The half kilogram Breton lobster which followed our exquisite turbot was also equally memorable. Served simply in its shell with fondant potatoes and earthy, smoky truffles, the simple looking association worked extremely well to highlight the dense texture and incomparable taste of the blue Breton lobster. The truffles were clearly sliced from a whole truffle just before they served the dish as they remained crunchy and very aromatic, and displayed the qualities of fully ripe Perigord truffles. Overall this dish was a textbook example of the so called la mer et la terre type harmony, but what elevated this dish to a higher plane than just a very good lobster dish was the quality of the bisque that was served in the dish and left on the table in a saucepan. This shellfish reduction is often atrocious in lesser hands and when shortcuts are taken, but the version at Ducasse proves that a good shellfish reduction has no substitute in more avant garde cuisine. In fact, this very intense and flavorful bisque was at least on par with Roellinger’s version in Maison de Bricourt at Cancales, which serves some great lobster dishes. In fact, when savoring this dish, we felt transported to the beautiful Brittany coast at least in spirit.
We wanted to savor more of the high quality truffles before the end of the season and fortunately we got it with our final course, a squab (Pigeonneau Rossini sauce Perigueux). This is very different than the Louis XV version (which is grilled and accompanied by a sauce which contains offals), but equally memorable.
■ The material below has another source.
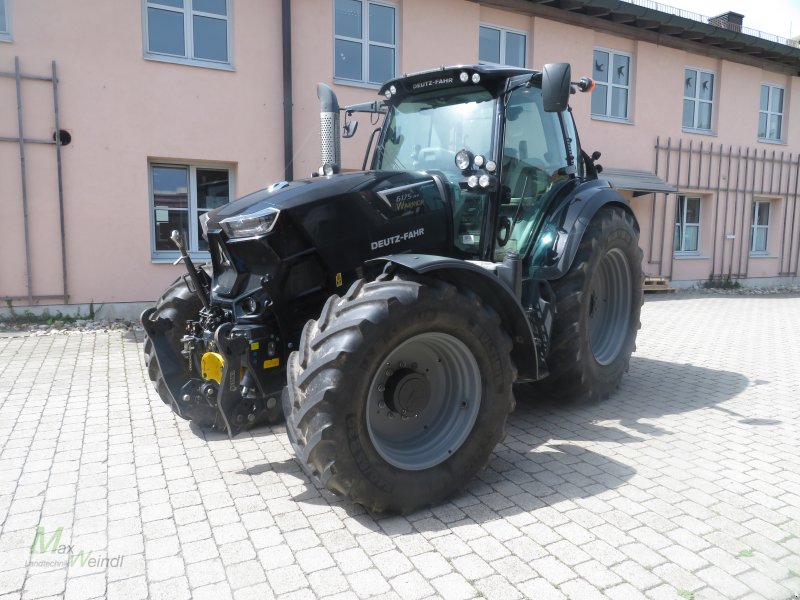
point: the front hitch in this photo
(199, 288)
That is, in line with other dishes and great sauces, the dish sat in a pool of a true Perigueux sauce which contained truffle jus and a “marmalade” of crushed truffles and a dash of sweet Madeira. In addition fresh truffles were shaved generously on top and the thick sautéed piece of perfect quality duck foie gras that was served with the dish imparted an element of decadence and grandeur to the squab that one can associate with eating in Rossini’s times. The Madeira based jus has lightened the dish and balanced the rather gamey flavor of the squab with a welcome sweet component. Finally the crunchy and non-oily potato chips or gaufrettes, which were served on the side, have added an element of humour and perhaps a textural contrast. As to the quality of the squab, I suspect from the size that it has never flown as it had not yet began to develop the slightly livery smell that pigeons develop as they grow.
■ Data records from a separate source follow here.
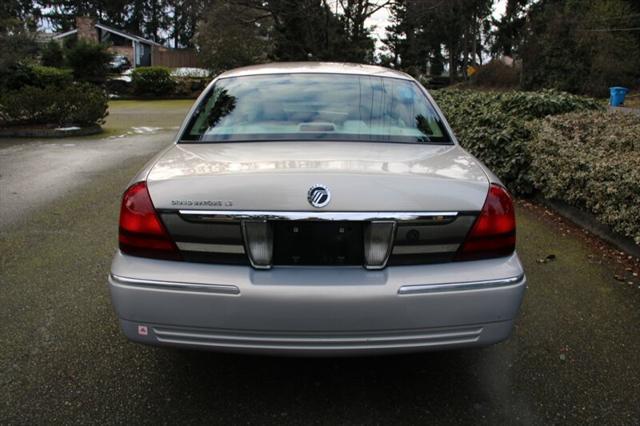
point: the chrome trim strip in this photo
(211, 248)
(233, 215)
(171, 285)
(469, 285)
(426, 248)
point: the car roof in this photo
(316, 68)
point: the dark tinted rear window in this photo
(315, 107)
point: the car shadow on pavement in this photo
(442, 385)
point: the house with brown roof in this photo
(141, 52)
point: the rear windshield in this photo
(305, 107)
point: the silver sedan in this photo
(320, 209)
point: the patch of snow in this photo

The cheese selection also befits a restaurant of this caliber. Of the six cheeses we tried, I especially recommend a Comte from master Bernard Antony millesime 2001, a classic St. Marcellin from Mere Richard, and the best Stilton I have ever tried.
In the past, I have found the desserts at ADPA to be less than on par with the cuisine. Not anymore; now the quality is on par with Louis XV in Monaco. Indeed the wild strawberry dessert we were served in a Martini glass with pastry cream and meringue and accompanied by a buttery tart of wild strawberries was as good a fruit dessert as one can get. Similarly the two chocolate based desserts (one came as a courtesy of the management) that is, Orange/Chocolat en fine barre crousti-fondante and Choco-Choc sorbet cacao/granite café/mikados both displayed very rich but not cloying chocolate preparations in different textures, nicely balanced by complementary and time tested tastes of candied fruits, crisp toasted nuts and strong coffee granita.
The perfectionist instinct at work in the restaurant has extended to the tea service too. Infusions were served not from tea bags, as is the case elsewhere, but from live plants:
As to the service, under the general supervision of Monsieur Courtiade who is the general manager, the service is perfect, courteous and efficient at the same time. That is, there has not been a single mistake or false step and the waiters were never seen staring at you, but they always appeared out of nowhere when you needed them or when they had to refill your glass.
The wine list in Paris, like Monaco, is also fairly priced and the sommelier is helpful and clearly opinionated. After quite a lengthy debate and testing each other regarding our stylistic preferences and the qualities of various vintages, we settled on a 98 Coche Dury Puligny Montrachet Les Enseignieres and a 99 Guigal Cote Rotie Ampuis. The former turned out to be even more intense and young tasting than my own bottle I had uncorked about a month ago in a distinguished California restaurant (Manresa), and the rich crème brulee taste it left on the palette was a perfect match for the rich turbot and lobster dishes. The Guigal Cote Rotie, on the other hand, was also memorable. It displayed the rather ripe (but not overripe) black raspberry and blueberry/chocolaty characteristics of the vintage, but with aeration it developed more interesting secondary aromas of smokey meat and an addictive depth of minerality. This was a perfect match with the gamey pigeon.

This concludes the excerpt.